A wildly important goal for me as it relates to technology integration in my job role as Innovative Learning Specialist, is to embed a love of challenge and a new view on technology for each of my teachers. I spend my days researching new innovative edtech tools for my teachers, introduce those new ideas, and then help them integrate them into the classroom. Buy in is a HUGE part of that. If the teachers don't buy in to what I am selling them, I haven't done my job.
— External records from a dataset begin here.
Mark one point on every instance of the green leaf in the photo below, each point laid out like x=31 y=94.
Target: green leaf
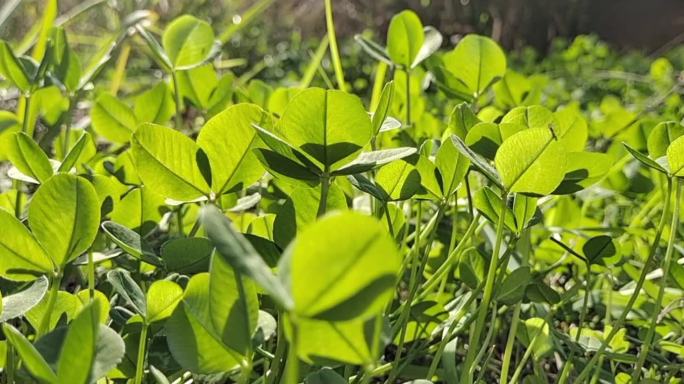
x=197 y=84
x=64 y=216
x=112 y=119
x=512 y=90
x=662 y=136
x=27 y=156
x=343 y=341
x=155 y=105
x=77 y=354
x=461 y=120
x=301 y=209
x=187 y=255
x=531 y=161
x=343 y=267
x=536 y=335
x=131 y=242
x=477 y=61
x=485 y=139
x=162 y=298
x=571 y=129
x=324 y=376
x=534 y=116
x=675 y=157
x=234 y=166
x=188 y=42
x=489 y=204
x=233 y=305
x=167 y=162
x=12 y=69
x=128 y=290
x=367 y=161
x=67 y=66
x=397 y=181
x=645 y=160
x=18 y=304
x=374 y=49
x=190 y=335
x=108 y=352
x=477 y=161
x=598 y=248
x=431 y=43
x=34 y=362
x=241 y=255
x=405 y=38
x=329 y=126
x=512 y=288
x=382 y=110
x=157 y=51
x=452 y=166
x=583 y=170
x=71 y=158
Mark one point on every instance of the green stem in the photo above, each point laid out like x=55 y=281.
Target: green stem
x=487 y=295
x=177 y=99
x=526 y=356
x=17 y=183
x=508 y=351
x=565 y=373
x=179 y=220
x=274 y=371
x=406 y=310
x=408 y=98
x=91 y=275
x=323 y=203
x=637 y=290
x=10 y=364
x=52 y=300
x=142 y=348
x=389 y=221
x=27 y=113
x=334 y=51
x=663 y=284
x=67 y=126
x=453 y=256
x=292 y=363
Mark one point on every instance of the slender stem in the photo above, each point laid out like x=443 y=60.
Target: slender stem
x=406 y=310
x=179 y=220
x=453 y=256
x=637 y=290
x=91 y=275
x=408 y=98
x=334 y=51
x=389 y=220
x=52 y=299
x=10 y=364
x=274 y=371
x=24 y=129
x=67 y=125
x=486 y=296
x=526 y=356
x=27 y=115
x=17 y=199
x=323 y=203
x=142 y=348
x=292 y=364
x=663 y=284
x=565 y=373
x=508 y=351
x=177 y=99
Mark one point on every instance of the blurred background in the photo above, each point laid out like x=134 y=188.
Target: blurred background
x=273 y=40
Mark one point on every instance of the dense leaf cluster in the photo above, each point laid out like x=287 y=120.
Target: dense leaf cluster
x=470 y=223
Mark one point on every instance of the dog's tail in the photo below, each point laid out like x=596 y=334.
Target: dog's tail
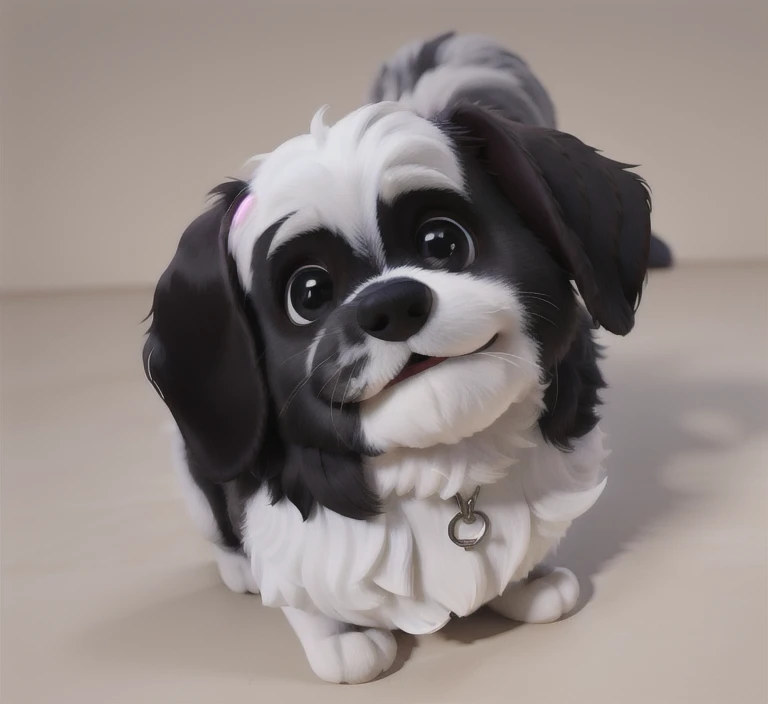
x=432 y=75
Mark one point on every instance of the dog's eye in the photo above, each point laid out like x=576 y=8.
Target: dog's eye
x=309 y=292
x=444 y=244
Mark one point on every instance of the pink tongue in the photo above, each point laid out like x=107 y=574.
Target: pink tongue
x=412 y=369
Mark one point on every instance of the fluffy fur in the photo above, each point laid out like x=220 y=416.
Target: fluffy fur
x=382 y=318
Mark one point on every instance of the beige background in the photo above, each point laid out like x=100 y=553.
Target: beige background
x=117 y=117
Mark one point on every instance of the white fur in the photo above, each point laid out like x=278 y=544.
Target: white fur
x=544 y=598
x=235 y=571
x=334 y=176
x=462 y=395
x=400 y=570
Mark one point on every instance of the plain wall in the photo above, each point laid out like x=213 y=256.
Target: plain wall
x=118 y=117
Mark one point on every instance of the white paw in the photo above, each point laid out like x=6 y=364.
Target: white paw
x=544 y=597
x=235 y=571
x=352 y=657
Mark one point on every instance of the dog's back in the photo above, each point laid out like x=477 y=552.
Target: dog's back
x=432 y=75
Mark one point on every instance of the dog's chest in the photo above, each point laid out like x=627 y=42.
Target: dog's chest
x=401 y=569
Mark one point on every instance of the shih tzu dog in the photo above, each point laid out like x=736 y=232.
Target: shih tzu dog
x=379 y=355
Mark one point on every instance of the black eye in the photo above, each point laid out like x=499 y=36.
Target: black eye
x=444 y=244
x=308 y=294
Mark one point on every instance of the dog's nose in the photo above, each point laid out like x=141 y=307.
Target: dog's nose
x=394 y=310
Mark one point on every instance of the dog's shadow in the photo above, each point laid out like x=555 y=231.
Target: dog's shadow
x=646 y=417
x=194 y=623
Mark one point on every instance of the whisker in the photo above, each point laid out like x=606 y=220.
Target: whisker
x=301 y=385
x=305 y=350
x=501 y=359
x=514 y=356
x=539 y=297
x=543 y=317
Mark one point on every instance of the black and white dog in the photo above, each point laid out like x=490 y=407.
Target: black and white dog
x=384 y=380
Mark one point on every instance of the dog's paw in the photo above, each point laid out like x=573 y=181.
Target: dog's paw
x=546 y=596
x=235 y=571
x=353 y=657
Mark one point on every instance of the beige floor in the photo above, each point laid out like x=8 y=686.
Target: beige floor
x=108 y=596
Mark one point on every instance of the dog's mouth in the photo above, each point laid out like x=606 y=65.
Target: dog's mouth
x=418 y=363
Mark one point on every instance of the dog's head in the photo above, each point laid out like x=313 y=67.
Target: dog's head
x=389 y=281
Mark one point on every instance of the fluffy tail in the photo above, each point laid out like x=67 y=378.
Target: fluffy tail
x=432 y=75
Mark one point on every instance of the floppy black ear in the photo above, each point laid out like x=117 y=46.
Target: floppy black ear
x=592 y=214
x=201 y=350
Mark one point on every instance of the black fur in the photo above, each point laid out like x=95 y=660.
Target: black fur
x=232 y=368
x=207 y=356
x=589 y=211
x=572 y=397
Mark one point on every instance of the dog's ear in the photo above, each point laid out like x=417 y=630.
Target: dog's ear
x=201 y=353
x=591 y=213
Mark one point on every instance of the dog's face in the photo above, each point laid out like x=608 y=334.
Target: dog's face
x=397 y=282
x=384 y=282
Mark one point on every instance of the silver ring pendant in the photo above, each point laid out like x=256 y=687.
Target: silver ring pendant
x=468 y=543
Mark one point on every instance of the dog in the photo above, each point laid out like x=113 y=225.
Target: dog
x=379 y=355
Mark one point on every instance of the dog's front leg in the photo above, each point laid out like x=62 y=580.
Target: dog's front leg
x=339 y=652
x=546 y=595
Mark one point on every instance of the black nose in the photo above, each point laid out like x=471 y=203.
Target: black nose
x=394 y=310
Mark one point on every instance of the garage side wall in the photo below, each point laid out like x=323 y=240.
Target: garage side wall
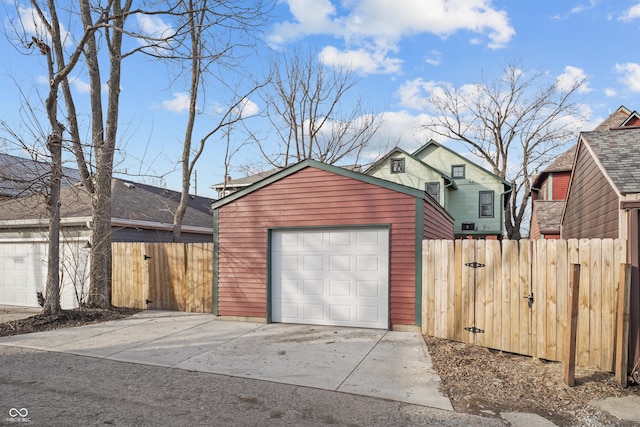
x=310 y=198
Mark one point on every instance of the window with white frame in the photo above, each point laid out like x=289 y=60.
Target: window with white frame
x=457 y=171
x=397 y=165
x=433 y=189
x=486 y=204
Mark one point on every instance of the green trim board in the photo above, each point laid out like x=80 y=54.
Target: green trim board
x=215 y=262
x=389 y=185
x=419 y=230
x=269 y=272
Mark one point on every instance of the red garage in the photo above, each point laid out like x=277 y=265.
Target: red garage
x=319 y=244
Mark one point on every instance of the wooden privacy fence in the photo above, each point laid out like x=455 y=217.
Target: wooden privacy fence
x=517 y=294
x=163 y=276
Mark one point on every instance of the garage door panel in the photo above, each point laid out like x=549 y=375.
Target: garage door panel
x=340 y=277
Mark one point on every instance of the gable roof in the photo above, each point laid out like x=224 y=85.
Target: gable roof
x=436 y=144
x=131 y=203
x=245 y=181
x=332 y=169
x=21 y=176
x=377 y=164
x=615 y=119
x=616 y=152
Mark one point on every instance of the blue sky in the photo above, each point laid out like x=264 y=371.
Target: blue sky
x=400 y=49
With that being said, I feel like when it comes to my job and the way I view my job I have a growth mindset. My job and what I do is a challenge, one that I embrace and I thrive on (Dweck, 2006). When my teachers do overcome their fear, try new things and are successful, I celebrate with them. When they aren't successful, I am there to help them get back up and try again. I love how it takes a lot of effort and hard work, that it never gets easier and the challenge doesn't just go away. When that one teacher that was against technology at first becomes the one I can bring anything to and they will be excited and willing to try it, there is a new teacher who presents me with a new challenge. I don't avoid the challenge because I may fail, if I fail, I get back up and keep trying.
In my personal life, how I view my home or how I am raising my own children, I feel I have more of a fixed mindset. When I look at those "pinterest moms" and their perfectly packed lunches and perfectly planned birthday parties I don't celebrate their success, I feel threatened and like I'm not doing a good enough job. When I gather up the courage to try to make that gorgeous mickey mouse cake, and I fail, I don't try again. I give up and order it online. In my personal life, I do avoid failure at all possible times.
Dweck, Carol. (2006). Mindset: The New Psychology of Success. New York, NY: Ballantine Books.